As corrosion resistance of HP-G-HyFRC was considered at a composite level, the effects of individual mix component such as slag and fibers on corrosion were yet unknown. The next area of focus was on the influence of high-volume slag as cement replacement, hybrid fibers and steel-concrete interface on corrosion of steel in concrete. The studies elaborated various phenomena observed in the corrosion study of HP-G-HyFRC and also provided a fundamental understanding of different concrete parameters on corrosion.

It was found that due to shrinkage-induced cracking and possibly poor quality passive film due to the presence of reducing agents in concrete pore solutions, samples with 60% slag replacement and with no fiber reinforcement showed an early corrosion initiation and higher mass loss induced by the impressed current. Microstructural imaging showed that the samples with slag, despite having a higher gas permeability, showed a denser matrix but more continuous distributed microcracking in the matrix. This led to its poor ability to accommodate corrosion products at the interface and as a result the concrete experienced an early onset of cracking. Under the same regime of applied current, samples made of slag concrete also experienced higher gravimetric mass losses. This is attributed to a less stable passive film and more intense acidification at the interface due to a reduction in calcium hydroxide (CH) in the matrix. Also, an inclusion of hybrid fibers in concrete slightly increased concrete permeability although this did not adversely affect corrosion initiation performance of concrete. However, under propagation stage achieved by an induced current, hybrid fibers in concrete significantly reduced corrosion rates through confinement and densification of corrosion products at steel-concrete interface. The influence of interface qualities on corrosion of steel in concrete showed conflicting performance in corrosion initiation and propagation stages. It was found that higher porosity at the steel-concrete interface initiated an early corrosion. However, the porous interface could accommodate more corrosion products. This led to a smaller pressure buildup from the corrosion products and less damage to the surrounding concrete. As a result, smaller corrosion rates were observed in the samples with more porous interfaces after impressed current regimes. The finding helps to explain the more extensive damage in high performance concrete (HPC) as compared to normal strength concrete. This warrants the inclusion of fibers in HPC to extend the service life of structures constructed with the composite.

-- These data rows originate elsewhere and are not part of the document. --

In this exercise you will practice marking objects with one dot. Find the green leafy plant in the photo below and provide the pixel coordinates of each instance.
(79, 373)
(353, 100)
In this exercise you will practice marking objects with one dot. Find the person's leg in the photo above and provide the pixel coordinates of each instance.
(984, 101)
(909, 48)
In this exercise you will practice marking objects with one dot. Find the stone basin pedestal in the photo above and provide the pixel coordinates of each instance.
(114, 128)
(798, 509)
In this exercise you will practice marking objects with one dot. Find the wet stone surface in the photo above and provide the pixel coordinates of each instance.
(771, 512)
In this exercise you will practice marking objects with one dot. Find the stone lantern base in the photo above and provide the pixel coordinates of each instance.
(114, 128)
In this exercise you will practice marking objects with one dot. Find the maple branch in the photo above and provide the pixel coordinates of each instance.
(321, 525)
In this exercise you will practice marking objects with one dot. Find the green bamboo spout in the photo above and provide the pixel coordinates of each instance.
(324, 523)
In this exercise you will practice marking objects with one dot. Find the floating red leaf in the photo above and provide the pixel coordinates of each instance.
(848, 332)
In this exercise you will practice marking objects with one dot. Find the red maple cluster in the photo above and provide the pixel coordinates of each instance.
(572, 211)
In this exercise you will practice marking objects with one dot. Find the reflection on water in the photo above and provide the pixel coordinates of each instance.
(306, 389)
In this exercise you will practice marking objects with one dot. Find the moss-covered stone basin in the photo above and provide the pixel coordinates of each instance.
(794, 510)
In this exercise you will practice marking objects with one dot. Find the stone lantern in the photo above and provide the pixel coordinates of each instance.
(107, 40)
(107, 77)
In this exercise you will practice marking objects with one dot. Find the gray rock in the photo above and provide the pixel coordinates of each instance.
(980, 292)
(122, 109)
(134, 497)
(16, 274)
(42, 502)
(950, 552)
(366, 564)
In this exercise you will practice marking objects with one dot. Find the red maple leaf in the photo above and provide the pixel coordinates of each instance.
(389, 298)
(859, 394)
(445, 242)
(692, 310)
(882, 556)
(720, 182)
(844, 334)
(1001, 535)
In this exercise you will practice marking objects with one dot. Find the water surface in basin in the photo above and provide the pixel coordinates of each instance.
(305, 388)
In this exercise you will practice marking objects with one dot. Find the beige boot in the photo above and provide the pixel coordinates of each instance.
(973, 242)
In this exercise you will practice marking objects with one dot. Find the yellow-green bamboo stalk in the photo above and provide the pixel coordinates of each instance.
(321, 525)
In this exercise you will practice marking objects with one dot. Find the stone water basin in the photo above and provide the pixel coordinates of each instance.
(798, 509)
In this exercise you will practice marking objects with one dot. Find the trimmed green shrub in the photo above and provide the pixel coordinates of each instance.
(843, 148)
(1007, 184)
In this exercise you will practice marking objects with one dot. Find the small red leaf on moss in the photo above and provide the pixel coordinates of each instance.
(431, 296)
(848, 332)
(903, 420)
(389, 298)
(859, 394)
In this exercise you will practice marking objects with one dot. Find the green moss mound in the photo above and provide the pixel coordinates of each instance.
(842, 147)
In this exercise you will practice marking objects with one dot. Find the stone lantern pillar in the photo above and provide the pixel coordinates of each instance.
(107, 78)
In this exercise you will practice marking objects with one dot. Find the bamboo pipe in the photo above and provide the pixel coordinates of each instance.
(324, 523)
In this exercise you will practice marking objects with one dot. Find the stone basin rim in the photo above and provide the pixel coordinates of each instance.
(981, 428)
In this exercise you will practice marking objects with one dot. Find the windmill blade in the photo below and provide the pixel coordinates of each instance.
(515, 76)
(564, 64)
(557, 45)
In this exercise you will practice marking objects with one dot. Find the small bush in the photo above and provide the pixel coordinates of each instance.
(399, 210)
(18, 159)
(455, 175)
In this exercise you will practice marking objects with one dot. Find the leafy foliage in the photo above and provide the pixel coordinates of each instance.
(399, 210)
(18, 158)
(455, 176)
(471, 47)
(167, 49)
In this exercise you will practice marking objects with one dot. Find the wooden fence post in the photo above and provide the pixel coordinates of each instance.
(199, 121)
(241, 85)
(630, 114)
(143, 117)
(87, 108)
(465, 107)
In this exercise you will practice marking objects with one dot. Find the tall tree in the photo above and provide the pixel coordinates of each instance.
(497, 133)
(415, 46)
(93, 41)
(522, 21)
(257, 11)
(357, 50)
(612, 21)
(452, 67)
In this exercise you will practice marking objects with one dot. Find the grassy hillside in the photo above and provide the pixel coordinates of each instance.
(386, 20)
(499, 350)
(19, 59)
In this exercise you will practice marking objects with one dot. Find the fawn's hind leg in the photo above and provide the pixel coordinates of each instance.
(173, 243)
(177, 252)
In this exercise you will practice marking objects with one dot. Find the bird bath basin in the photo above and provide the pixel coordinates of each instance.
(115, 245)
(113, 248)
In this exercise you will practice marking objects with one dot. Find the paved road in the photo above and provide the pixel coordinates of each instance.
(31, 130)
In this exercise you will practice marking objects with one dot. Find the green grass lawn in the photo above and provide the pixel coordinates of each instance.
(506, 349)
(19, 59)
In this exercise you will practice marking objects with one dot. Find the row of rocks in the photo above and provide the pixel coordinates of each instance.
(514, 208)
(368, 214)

The study ended with a proposed application of HP-G-HyFRC in an innovative double skin façade (DSF) system in place of a conventional solid façade system to enhance operational energy performance of buildings. It was found that although the DSF is more energy intensive and more costly to construct, it allowed for a full recovery of the additional embodied energy within the first year of operation and cost recovery within the first 6 years of operation. The overall study exemplifies a life-cycle consideration adopted for materials design, durability investigation and application to ensure more sustainable infrastructure and buildings for our society.